GiveCamp is a weekend-long event where software developers, designers, database administrators, project managers and creative professionals donate their time to create software and web-based applications for non-profit organizations. The Cleveland GiveCamp event takes place at the LeanDog Boat (former Hornblowers) and Burke Lakefront Airport on the shores of Lake Erie.
And yes, many of the volunteers do camp out.
I had been to a GiveCamp before, in 2012, as an observer and to write some columns about it. Check out my 2012 impressions and some photos and videos.
This year I attended as a representative of one of the 21 non-profits that were selected for help. Computers Assisting People (CAP) has lots of great hardware focused volunteers but our website was dated HTML and we didn't have the volunteer resources to update it. CAP volunteers have refurbished over 15,000 PCs and countless peripherals and donated them to over 450 schools and non-profits in the Cleveland area. Check out the new CAP website.

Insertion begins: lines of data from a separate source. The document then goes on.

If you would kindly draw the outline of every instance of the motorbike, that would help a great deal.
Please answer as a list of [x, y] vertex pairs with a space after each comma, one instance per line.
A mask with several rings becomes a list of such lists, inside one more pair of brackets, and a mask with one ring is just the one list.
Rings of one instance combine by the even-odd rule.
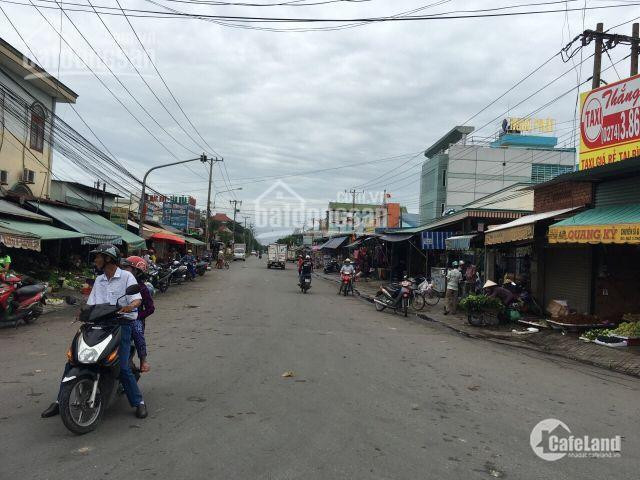
[[0, 275], [0, 324], [18, 326], [38, 319], [47, 301], [47, 283], [28, 285], [16, 275]]
[[327, 263], [324, 266], [324, 273], [334, 273], [339, 271], [340, 271], [340, 264], [336, 261], [335, 258], [332, 258], [331, 260], [329, 260], [329, 263]]
[[393, 308], [394, 312], [400, 310], [406, 317], [412, 290], [412, 282], [407, 277], [399, 284], [381, 286], [373, 299], [376, 310], [381, 312], [385, 308]]
[[300, 290], [302, 293], [307, 293], [311, 288], [311, 274], [303, 273], [300, 277]]
[[[131, 285], [125, 295], [139, 292], [138, 285]], [[105, 410], [116, 398], [121, 329], [123, 324], [129, 323], [129, 319], [118, 315], [121, 308], [117, 305], [118, 301], [116, 305], [100, 304], [83, 308], [78, 318], [82, 326], [67, 351], [71, 368], [62, 379], [60, 417], [64, 426], [78, 435], [95, 430]], [[132, 343], [129, 367], [137, 381], [140, 371], [132, 360], [134, 352]]]
[[353, 295], [353, 274], [343, 273], [340, 276], [340, 289], [338, 290], [338, 295], [342, 293], [346, 297], [349, 292]]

There was an intro meeting at LeanDog the week before the event to explain what we needed to bring, how it would work and so on. In addition we had voice and e-mail conversations with team leaders (Howard Pearce and Cath Smith in our case) before the weekend.
Once we had some details I let the CAP volunteers know about the weekend and asked who could attend one or more days. Arthur Phelps was there much of the weekend and Len Nagel did all day Saturday.
The event began with a cookout (tons of food all weekend - thanks Team Z! and sponsors) and an orientation to meet the project teams.
Mark Schumann cracked us all up in his introduction.
Andy Craze was supposed to be the bad cop but he's too nice a guy and too well-respected.
Project teams got together and began the weekend of intense work. I really liked their practice of having StandUps. StandUps are regularly scheduled (4 hours apart max) meetings of project team leaders (and anyone else) to give short updates, determine needs, shift resources and so on.
The meeting is kept short because all are standing up. Very effective. Here are some shots from one of the StandUps.
The 2014 Cleveland GiveCamp was extremely successful - batting 1.000 in assisting 21 of the 21 non-profits chosen. See a short video of each of the 21 projects.
At the end of the 5th annual Cleveland GiveCamp weekend, Steering Committee member Mark Schumann gave a review of the event. The estimated dollar value of services to the 21 non-profits was over $525,000.